Daniel Harding has been Music Director of the SRSO since 2007, and since 2019 also its Artistic Director. His tenure will last throughout the 2024/2025 season. Two of the orchestra’s former chief conductors, Herbert Blomstedt and Esa-Pekka Salonen, have since been named Conductors Laureate, and continue to perform regularly with the orchestra.

The Swedish Radio Symphony Orchestra performs at Berwaldhallen, concert hall of the Swedish Radio, and is a cornerstone of Swedish public service broadcasting. Its concerts are heard weekly on the Swedish classical radio P2 and regularly on national public television SVT. Several concerts are also streamed on-demand on Berwaldhallen Play and broadcast globally through the EBU.

Daniel Harding is Music and Artistic Director of the Swedish Radio Symphony Orchestra, with whom in 2022 he celebrated his 15-year anniversary. In the 2014/2015 season, he devised and curated the celebrated Interplay Festival, featuring concerts and related inspirational talks with renowned artists and academics. As Artistic Director, he continues this type of influential programming. Harding is also Conductor Laureate of the Mahler Chamber Orchestra, with whom he has worked for over 20 years, and Music Director of Youth Music Culture, The Greater Bay Area in China.

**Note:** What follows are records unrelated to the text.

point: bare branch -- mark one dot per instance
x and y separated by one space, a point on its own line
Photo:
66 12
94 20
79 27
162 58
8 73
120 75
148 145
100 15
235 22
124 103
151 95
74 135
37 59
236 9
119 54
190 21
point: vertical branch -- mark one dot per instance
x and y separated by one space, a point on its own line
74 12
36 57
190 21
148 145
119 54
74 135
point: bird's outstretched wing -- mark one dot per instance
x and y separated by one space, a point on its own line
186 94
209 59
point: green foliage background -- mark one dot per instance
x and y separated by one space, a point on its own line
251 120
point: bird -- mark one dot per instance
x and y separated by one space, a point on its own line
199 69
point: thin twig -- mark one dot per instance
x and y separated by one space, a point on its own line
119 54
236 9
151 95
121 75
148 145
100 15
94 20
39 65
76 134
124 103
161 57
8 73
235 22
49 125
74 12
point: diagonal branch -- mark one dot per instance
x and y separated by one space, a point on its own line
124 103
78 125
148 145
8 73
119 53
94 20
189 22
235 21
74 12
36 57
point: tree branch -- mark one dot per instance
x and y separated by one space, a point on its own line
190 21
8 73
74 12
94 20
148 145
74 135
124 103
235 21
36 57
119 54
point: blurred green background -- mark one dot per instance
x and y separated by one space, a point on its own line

The 2024/2025 season will be his first as Music Director at the Academia Nazionale di Santa Cecilia in Rome.

Harding is a regular visitor to the world’s foremost orchestras, including the Wiener Philharmoniker, Berliner Philharmoniker, Royal Concertgebouw Orchestra, Symphonieorchester des Bayerischen Rundfunks, Staatskapelle Dresden and the Orchestra Filarmonica della Scala. In the US, he has appeared with the Boston Symphony Orchestra, The Cleveland Orchestra, Chicago Symphony Orchestra, Los Angeles Philharmonic, New York Philharmonic, and the San Francisco Symphony. A renowned opera conductor, he has led acclaimed productions at the Teatro alla Scala Milan, Wiener Staatsoper, Royal Opera House at Covent Garden, and at the Aix-en-Provence and Salzburg Festivals. He was Music Director of the Orchestre de Paris, the Anima Mundi festival of Pisa, and Principal Guest Conductor of the London Symphony Orchestra.

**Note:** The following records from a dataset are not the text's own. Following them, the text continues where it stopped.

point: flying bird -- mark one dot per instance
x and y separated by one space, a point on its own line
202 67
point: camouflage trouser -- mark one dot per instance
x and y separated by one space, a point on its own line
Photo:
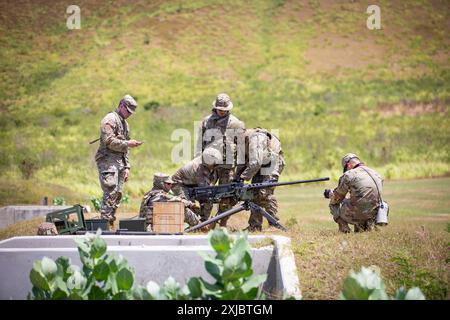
266 199
225 175
345 213
205 207
111 176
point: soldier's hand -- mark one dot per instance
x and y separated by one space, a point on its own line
134 143
327 193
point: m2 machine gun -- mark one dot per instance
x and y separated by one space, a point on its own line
238 191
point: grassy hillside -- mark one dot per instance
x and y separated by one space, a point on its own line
310 69
413 250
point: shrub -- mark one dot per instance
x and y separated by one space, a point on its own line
105 277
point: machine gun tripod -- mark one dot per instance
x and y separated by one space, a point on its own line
246 205
239 192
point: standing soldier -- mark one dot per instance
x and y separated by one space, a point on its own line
161 191
222 125
112 156
199 172
364 185
263 162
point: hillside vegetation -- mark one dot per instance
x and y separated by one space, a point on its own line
310 69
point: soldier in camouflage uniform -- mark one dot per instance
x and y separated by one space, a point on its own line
161 191
221 124
47 229
200 171
364 185
112 156
263 162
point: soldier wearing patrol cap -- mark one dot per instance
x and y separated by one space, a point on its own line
112 156
365 186
162 191
47 229
221 124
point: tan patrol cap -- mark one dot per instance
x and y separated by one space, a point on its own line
222 102
130 103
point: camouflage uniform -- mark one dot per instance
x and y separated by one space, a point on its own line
226 170
362 206
264 162
47 229
195 174
112 161
158 194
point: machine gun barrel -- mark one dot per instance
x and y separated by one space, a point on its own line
276 184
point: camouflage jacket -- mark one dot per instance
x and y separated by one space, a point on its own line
213 121
114 134
157 195
195 173
263 152
363 192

Daniel Harding tours regularly with the Swedish Radio Symphony Orchestra, performing at prestigious venues all over Europe and the world, and has recorded several acclaimed and award-winning albums with the orchestra. His tenure as Music and Artistic Director will last throughout the 2024/2025 season. “It is increasingly rare that the relationship between a conductor and an orchestra not only lasts for more than a decade, but keeps growing,” he says about working with the orchestra.

In 2002, Harding was awarded the title Chevalier de l’Ordre des Arts et des Lettres by the French Government, and in 2017 nominated to the position Officier des Arts et des Lettres. In 2012, he was elected a member of the Royal Swedish Academy of Music. In 2021, he was appointed Commander of the Most Excellent Order of the British Empire. Daniel Harding grew up in Oxford, England, and played trumpet before taking up conducting in his late teens. He is also, since 2016, a qualified airline pilot.